Week 6, Day 034 ANNOTATED CATALOGUE

I promised the galleries that I would send them an ‘ANNOTATED CATALOGUE” for display and reference to BED, BREAKFAST & BELIEF. Then I had to discover if I was using the adjective correctly. I know ‘annotated’ is usually used in conjunction with a bibliography but I am not completely sure if it can apply this way to a catalogue…augmenting the images of an exhibition. Anyway, I dutifully constructed a catalogue with artist’s comments beside small images of the work. This takes the place of a general artist’s statement and is in keeping with my idea of opening a dialogue with viewers. I am feeding viewers ideas resulting from the art – not to dictate a certain meaning but to give a leg into my thinking behind it. Some people will agree with me, others will take issue, many will simply read with interest. All these are good results.

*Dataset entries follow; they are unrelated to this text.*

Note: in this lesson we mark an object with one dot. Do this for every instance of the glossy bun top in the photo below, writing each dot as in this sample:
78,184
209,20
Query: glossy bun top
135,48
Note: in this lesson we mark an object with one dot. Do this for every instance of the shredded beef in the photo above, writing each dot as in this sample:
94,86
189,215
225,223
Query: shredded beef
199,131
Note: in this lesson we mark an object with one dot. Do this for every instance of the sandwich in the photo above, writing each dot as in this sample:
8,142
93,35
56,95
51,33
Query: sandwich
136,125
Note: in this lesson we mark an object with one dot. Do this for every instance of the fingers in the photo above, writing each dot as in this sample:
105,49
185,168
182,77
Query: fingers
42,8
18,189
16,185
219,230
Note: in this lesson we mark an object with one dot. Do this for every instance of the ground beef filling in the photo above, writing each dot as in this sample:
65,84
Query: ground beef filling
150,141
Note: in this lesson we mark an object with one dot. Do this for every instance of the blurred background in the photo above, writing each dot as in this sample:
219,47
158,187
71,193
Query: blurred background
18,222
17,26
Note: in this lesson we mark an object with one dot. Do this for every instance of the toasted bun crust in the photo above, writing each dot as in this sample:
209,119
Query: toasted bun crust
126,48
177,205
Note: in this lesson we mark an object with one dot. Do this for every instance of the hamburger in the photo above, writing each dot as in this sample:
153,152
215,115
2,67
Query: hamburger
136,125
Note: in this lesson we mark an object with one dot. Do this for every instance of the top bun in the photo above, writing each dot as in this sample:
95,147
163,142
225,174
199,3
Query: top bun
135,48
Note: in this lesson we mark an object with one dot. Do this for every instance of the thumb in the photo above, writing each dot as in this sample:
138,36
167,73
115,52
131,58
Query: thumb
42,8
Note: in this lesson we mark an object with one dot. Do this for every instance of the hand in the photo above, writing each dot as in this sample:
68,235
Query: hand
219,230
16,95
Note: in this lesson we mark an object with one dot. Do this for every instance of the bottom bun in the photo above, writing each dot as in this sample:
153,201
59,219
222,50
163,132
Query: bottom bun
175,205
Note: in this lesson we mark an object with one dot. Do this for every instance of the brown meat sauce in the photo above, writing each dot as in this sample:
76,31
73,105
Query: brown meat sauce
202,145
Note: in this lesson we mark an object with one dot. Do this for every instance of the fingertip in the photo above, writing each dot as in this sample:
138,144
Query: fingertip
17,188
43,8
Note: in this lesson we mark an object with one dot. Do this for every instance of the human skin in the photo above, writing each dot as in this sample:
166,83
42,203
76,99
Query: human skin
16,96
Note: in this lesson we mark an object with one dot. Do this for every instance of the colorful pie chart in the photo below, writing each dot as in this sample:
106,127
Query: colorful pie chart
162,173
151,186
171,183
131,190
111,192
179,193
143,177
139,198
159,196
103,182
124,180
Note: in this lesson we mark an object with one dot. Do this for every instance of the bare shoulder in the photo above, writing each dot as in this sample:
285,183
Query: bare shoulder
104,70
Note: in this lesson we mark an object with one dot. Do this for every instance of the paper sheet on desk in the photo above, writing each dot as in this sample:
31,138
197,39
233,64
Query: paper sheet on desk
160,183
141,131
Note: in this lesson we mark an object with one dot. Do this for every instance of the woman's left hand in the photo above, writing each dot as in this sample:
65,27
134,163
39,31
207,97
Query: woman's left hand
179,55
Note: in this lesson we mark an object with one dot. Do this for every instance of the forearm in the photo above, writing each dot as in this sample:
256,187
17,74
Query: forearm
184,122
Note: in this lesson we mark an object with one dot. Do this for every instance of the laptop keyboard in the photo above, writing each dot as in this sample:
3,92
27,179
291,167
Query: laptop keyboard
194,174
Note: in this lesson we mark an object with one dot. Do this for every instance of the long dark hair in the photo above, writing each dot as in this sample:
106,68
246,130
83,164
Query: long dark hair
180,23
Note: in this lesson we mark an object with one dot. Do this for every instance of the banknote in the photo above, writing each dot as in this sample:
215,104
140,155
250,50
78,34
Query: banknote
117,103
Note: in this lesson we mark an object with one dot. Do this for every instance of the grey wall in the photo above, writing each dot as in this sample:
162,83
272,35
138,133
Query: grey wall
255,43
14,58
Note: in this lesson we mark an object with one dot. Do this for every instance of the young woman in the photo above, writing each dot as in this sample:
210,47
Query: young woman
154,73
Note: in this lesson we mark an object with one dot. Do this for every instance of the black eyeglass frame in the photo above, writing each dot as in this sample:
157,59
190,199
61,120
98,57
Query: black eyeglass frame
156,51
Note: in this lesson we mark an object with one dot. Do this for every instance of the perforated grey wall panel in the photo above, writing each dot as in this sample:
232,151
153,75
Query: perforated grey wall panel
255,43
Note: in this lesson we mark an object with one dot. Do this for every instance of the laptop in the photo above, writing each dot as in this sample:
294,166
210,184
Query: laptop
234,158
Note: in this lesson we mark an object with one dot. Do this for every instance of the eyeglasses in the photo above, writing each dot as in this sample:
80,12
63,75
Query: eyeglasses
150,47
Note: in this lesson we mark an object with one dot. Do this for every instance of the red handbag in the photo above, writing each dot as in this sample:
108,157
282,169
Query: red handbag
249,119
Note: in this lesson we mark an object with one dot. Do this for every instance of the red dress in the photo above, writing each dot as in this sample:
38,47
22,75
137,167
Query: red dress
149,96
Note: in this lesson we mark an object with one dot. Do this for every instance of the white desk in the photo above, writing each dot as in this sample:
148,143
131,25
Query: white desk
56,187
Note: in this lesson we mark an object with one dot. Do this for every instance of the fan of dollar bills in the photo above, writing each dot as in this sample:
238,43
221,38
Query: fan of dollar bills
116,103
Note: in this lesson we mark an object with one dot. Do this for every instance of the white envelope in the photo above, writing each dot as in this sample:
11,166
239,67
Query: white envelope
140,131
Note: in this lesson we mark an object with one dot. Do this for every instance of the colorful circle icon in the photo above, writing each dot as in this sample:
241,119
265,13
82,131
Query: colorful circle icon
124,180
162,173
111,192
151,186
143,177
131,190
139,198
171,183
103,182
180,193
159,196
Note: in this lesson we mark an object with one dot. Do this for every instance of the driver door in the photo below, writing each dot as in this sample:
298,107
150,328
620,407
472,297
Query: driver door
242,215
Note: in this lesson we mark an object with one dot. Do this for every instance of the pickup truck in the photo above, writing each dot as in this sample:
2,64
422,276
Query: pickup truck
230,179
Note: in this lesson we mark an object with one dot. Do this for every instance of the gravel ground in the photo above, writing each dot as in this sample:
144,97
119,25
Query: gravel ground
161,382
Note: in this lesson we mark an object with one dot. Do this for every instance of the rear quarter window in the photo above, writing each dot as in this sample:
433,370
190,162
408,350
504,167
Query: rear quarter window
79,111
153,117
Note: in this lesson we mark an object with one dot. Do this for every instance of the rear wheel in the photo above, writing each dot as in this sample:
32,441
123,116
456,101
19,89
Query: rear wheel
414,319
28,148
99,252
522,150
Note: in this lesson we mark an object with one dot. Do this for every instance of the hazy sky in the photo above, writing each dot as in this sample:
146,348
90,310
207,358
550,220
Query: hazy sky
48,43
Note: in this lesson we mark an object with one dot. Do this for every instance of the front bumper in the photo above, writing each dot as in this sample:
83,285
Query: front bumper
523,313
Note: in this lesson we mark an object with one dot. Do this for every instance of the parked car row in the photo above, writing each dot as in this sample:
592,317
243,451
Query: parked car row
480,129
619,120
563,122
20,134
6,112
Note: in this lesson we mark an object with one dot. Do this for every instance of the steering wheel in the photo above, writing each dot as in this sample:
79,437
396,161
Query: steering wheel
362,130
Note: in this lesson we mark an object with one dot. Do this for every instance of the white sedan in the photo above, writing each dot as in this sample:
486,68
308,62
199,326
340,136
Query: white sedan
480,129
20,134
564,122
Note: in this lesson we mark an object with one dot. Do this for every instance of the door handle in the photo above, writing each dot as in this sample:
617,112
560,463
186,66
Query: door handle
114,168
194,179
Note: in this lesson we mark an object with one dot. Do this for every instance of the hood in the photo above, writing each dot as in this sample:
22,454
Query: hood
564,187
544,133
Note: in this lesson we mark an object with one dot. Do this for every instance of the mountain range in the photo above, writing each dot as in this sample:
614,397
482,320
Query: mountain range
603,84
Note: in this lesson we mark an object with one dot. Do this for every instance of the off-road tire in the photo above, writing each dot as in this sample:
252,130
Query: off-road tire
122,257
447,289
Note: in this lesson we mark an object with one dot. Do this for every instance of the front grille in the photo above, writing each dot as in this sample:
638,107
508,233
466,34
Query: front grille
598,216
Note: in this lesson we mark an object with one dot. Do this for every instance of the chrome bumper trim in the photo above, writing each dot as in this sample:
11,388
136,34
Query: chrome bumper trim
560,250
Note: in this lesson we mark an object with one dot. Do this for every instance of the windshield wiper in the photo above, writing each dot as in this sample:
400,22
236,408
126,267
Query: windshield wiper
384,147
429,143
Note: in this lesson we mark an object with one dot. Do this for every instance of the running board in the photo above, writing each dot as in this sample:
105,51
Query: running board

RESIDUAL   2009, stretched fabric with oxide shadowing
RESIDUAL 2009, stretched fabric with oxide shadowing

When the routines of church and worship disappear like so many relics of ritual, what will remain to speak to ‘the inner being’? Surely not the media, politics or even Globalization, all of which have their own agendas

Week 5, Day 027 THREE TABERNACLES

Week 5, Day 027 THREE TABERNACLES

Today I further constructed a new installation THREE TABERNACLES. I found seventeen foldable pockets of varying sizes made from brocade in my usual Opp Shop in Melbourne several years ago. I could not resist buying all of them even though I have many raw materials at home already. They appealed to my interest in collapsible space, varying size, textile, wood and found objects. I took them to Canberra for my Residency at the Australian National University and set them up behind my tapestry loom. There they sat tipped upside down, stacked largest to smallest for six (6) weeks. Once I knew what I wanted to do with them – add a ‘tent’ door which hid a simple letter from the title, I left them alone to wait for the time to create. So, now I bought the balsa wood for the trim, have cut out the letters and glued them in place. Soon I will take out my sewing machine and add the decorative stitching. It is important that I do not cut into the fabric of the structure.